What could happen if i,k,d were shared?

     !$OMP PARALLEL DO PRIVATE(i,j,k,d)
     do j = 1,nmax
        do i = 1,nmax
           d = 0.d0
           do k = 1,nmax
              d =  d + A(i,k)*B(k,j)
           end do
           C(i,j) = d
        end do
     end do
     call cpu_time(time2)
     time2a = omp_get_wtime()
     write(*,*) "With ", l, " threads this takes: ",time2-time1 ,&
     " of cpu_time but only ",time2a-time1a, " wall clock time."
  end do
end program matrixmul

Start by compiling the program using make and make sure that the executable matrixmul.x has been produced. Next, read the instructions for Job Submissions in the Stampede userguide and find out what the lines in the SLURM-script ompbatch_8.job means:

#!/bin/bash
#SBATCH -A TG-DMS140044     # account name
#SBATCH -J mmul_omp_t8      # job name
#SBATCH -o mmul8_out.%j     # output file
#SBATCH -e mmul8_err.%j     # error file
#SBATCH -N 1                # total nodes requested
#SBATCH -n 1                # total MPI tasks requested
#SBATCH -p serial           # queue name
#SBATCH -t 00:02:00         # total time requested <hh:mm:ss>

The %j in the output and error filenames gets replaced by your job-id so that the files don’t get overwritten.

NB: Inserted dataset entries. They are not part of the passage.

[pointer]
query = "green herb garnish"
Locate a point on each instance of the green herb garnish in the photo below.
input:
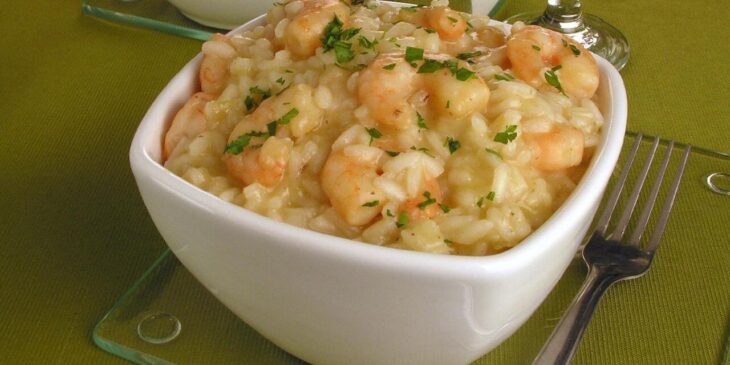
(463, 74)
(429, 200)
(509, 134)
(422, 149)
(430, 66)
(452, 144)
(402, 220)
(504, 77)
(468, 55)
(420, 121)
(366, 43)
(374, 134)
(271, 128)
(575, 50)
(494, 153)
(413, 54)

Before submitting your job, find out from the documentation how many cores each node on Stampede has. If it is different than 8 change the l loop in matrixmul.f90 and recompile.

Now submit your job. If you want to check the status you can use squeue -u username. If you realize that you did something wrong, scancel jobid is the command to use (jobid can be found from squeue -u username.)

Inspect the timing data (in the mmul8_out.jobid file ) and compute the speedup. Change the program so that the parallel do loop is either the i or the k loop and again compute the speedup.